Nuñez arrived radiantly for her second appearance as Aurora in the Rose Adage. Assured, sparkling… a star. Her serene control, balanced on one leg and removing her hand from that of each of her four princes and slowly raising her arm to join the other above her, in 5th position, remaining for a moment without any wobble and then lowering it once again, is simple in design, difficult to execute, but thrilling to experience when performed with such aplomb. Oh yes, and Nuñez slowly descending from her position on pointe is sheer poetry. A quirk I found strange was a shy little lift of the shoulder, a naturalistic reaction of an awed young girl that seemed out of place in Petipa’s choreography for an awed young princess.

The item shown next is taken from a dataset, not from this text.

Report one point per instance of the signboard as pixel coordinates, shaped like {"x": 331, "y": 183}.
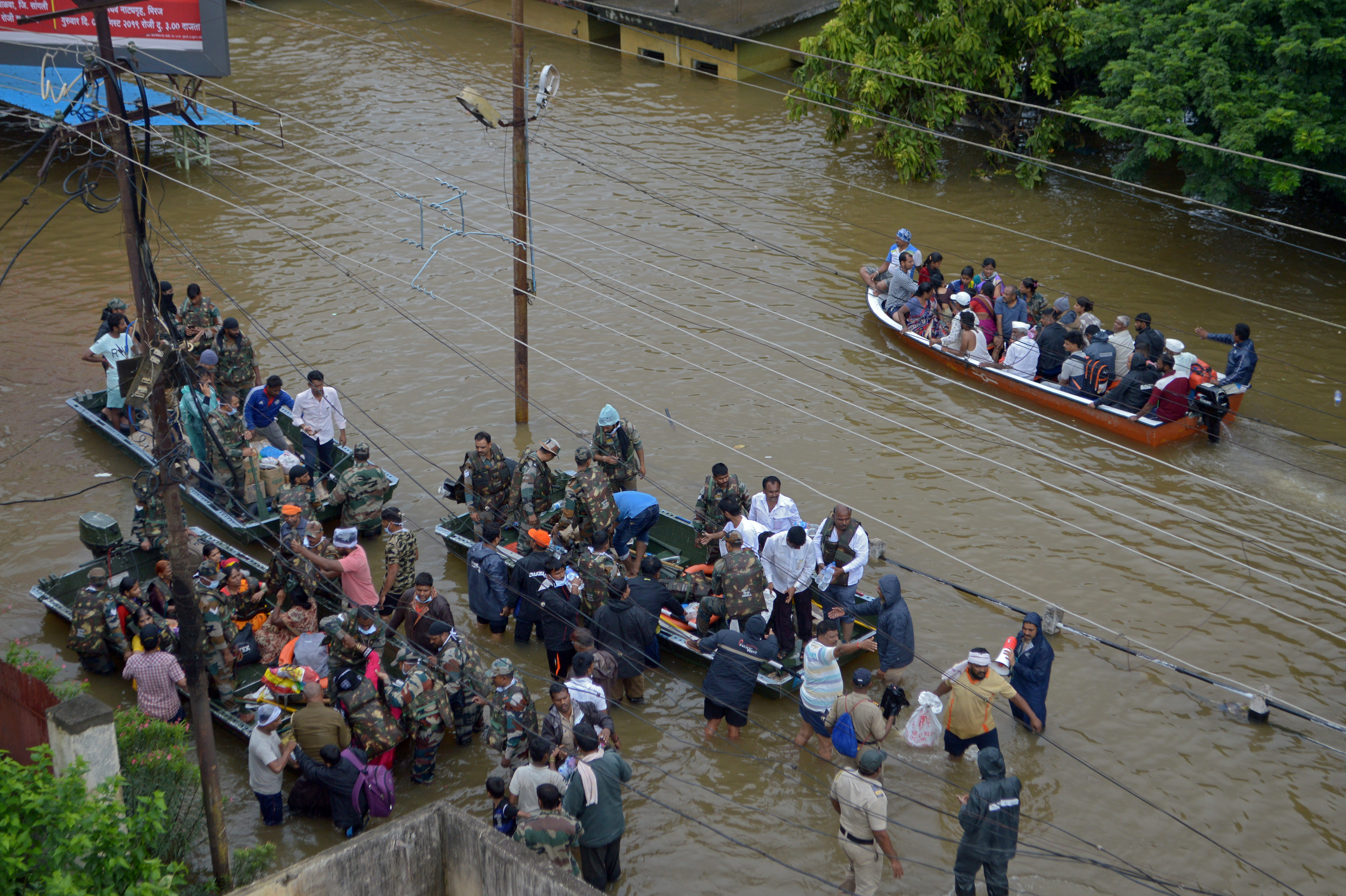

But how Nuñez engaged with her princes and the audience throughout – pure Royal Ballet in style, pure Nuñez in execution, pure magic.
There were other enjoyable pas de deux – from Mario Pistoni’s ballet La Strada with Antonella Albano and Christian Fagetti, and the Grand pas de deux from Don Quixote with Alice Mariani, Nicola Del Freo and company – but it was especially pleasing to see John Cranko‘s choreography of Romeo and Juliet‘s balcony scene. It was Fracci who stared in the ballet’s premiere in 1958, and here it was performed by Romina Contreras and Claudio Coviello. Contreras dances with the Czech National Ballet, and though she was charming with a soft pas de bras – together with an impetuous and boyish Coviello – it was difficult to understand what more she brought to the role than other dancers in the company.

Manni returned for the finale with Timofej Andrijashenko to dance the pas de deux from Luigi Manzotti’s ‘gran ballo’ Excelsior when “Civilisation” frees the “Slave”. This epic ballet (once with 500 people together with elephants on stage) was created for La Scala in 1881, celebrating the victory of light over obscurantism through the triumphs of science, art and industry (and, ahem, consequently delivering universal peace). It was hugely popular with hundreds of performances – it even toured to Her Majesty’s Theatre in London with Enrico Cecchetti in 1885. The ballet was recreated by Ugo Dell’Ara in 1967 with Carla Fracci and Paolo Bortoluzzi and has been popular ever since. The pompous, brassy score underlines the showy feats given to the dancers – Manni’s fouettés started and finished with a triple turn and doubles in between, and Andrijashenko had barrel rolls, soaring jetés, and some explosive leaps while holding his head to his knees. Sweaty, he managed to rapidly squeeze into ‘civilised’ white tights and a red military jacket for the finale that, for the gala, was attached to the pas de deux.
Corps women traverse the stage dressed as campy soldiers in military jackets and white tutus, holding national flags – French, German, and Stars and Stripes, and Union Jacks are held aloft by dancers wearing busbies. It sounds stranger than it is. During the last bars, 16 children rush on to sit along the front of the stage for the final pose, each with a card bearing the word ‘PAX’. The ballet was last performed during the Milan Expo in 2015, but what a forceful punch that ending delivers now in these troubled times.